Maddux Trujillo

Profile
- Position: Kicker

Personal information
- Born: April 12, 2003 (age 23) Flowery Branch, Georgia, U.S.
- Listed height: 6 ft 0 in (1.83 m)
- Listed weight: 172 lb (78 kg)

Career information
- High school: Flowery Branch
- College: Austin Peay (2021–2023) Temple (2024)
- NFL draft: 2025: undrafted

Career history
- Indianapolis Colts (2025)*; Buffalo Bills (2026)*;
- * Offseason or practice squad member only

Awards and highlights
- Second-team All-AAC (2024); Second-team All-UAC (2023); Offensive All-ASUN (2022); Second-team All-OVC (2021);
- Stats at Pro Football Reference

= Maddux Trujillo =

American football player (born 2003)

Maddux Chase Trujillo (born April 12, 2003) is an American professional football kicker. He played college football for the Austin Peay Governors and Temple Owls. He has had stints with the Indianapolis Colts and Buffalo Bills during offseason practices.

==Early life==
Trujillo attended Flowery Branch High School in Flowery Branch, Georgia. He committed to play college football for the Austin Peay Governors.

==College career==
During his three year career at Austin Peay from 2021 through 2023, Trujillo converted on 38-of-54 field goal attempts. He was a three-time all-conference selection at Austin Peay. After the 2023 season, Trujillo entered his name into the NCAA transfer portal.

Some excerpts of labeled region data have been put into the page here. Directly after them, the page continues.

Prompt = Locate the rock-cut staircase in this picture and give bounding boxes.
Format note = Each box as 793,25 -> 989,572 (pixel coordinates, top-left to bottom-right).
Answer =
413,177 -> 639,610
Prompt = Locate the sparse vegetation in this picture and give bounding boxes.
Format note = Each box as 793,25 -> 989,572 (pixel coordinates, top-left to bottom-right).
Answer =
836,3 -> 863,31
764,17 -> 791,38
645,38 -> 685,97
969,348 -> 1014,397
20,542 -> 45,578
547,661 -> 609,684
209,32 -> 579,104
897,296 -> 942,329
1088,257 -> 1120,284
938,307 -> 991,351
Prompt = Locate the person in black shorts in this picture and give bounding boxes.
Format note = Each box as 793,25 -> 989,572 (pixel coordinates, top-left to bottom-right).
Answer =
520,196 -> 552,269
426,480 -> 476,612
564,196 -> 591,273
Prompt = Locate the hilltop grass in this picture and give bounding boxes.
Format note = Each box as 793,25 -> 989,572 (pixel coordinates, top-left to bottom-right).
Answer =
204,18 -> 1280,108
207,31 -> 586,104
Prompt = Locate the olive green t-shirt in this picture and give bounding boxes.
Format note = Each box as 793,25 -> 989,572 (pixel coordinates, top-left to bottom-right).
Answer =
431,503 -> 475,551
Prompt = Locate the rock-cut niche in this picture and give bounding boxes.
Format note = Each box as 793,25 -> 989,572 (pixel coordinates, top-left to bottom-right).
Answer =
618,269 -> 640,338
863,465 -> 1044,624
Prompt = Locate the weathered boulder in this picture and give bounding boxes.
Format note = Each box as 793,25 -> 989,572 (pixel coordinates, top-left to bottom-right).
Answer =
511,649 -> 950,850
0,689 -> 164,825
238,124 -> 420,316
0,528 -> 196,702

Trujillo transferred to play for the Temple Owls. In week 4 of the 2024 season, he made a 64-yard field goal in a win over Utah State, which set the record for the longest field goal in both Temple history and Lincoln Financial Field history. For his performance, Trujillo was named the AAC special teams player of the week. In week 12, he made four field goals, including a walk-off 39-yard field goal against FAU. Trujillo finished the 2024 season, converting on all 21 extra point attempts, while also making 16 of 22 field goal attempts, with five field goals from 50+ yards. After the season, he declared for the 2025 NFL Draft.

==Professional career==

Pre-draft measurables
| Height | Weight | Arm length | Hand span | Wingspan |
| 6 ft 0+3⁄8 in (1.84 m) | 172 lb (78 kg) | 30+3⁄4 in (0.78 m) | 10 in (0.25 m) | 6 ft 2+3⁄4 in (1.90 m) |
All values from Pro Day

===Indianapolis Colts===
After not being selected in the 2025 NFL draft, Trujillo signed with the Indianapolis Colts as an undrafted free agent. Heading into the 2025 season, he competed with Spencer Shrader for the Colts starting kicker job. He was waived on August 26 with an injury designation as part of final roster cuts.

===Buffalo Bills===
On January 6, 2026, Trujillo signed a reserve/future contract with the Buffalo Bills. He was waived by the Bills on May 12.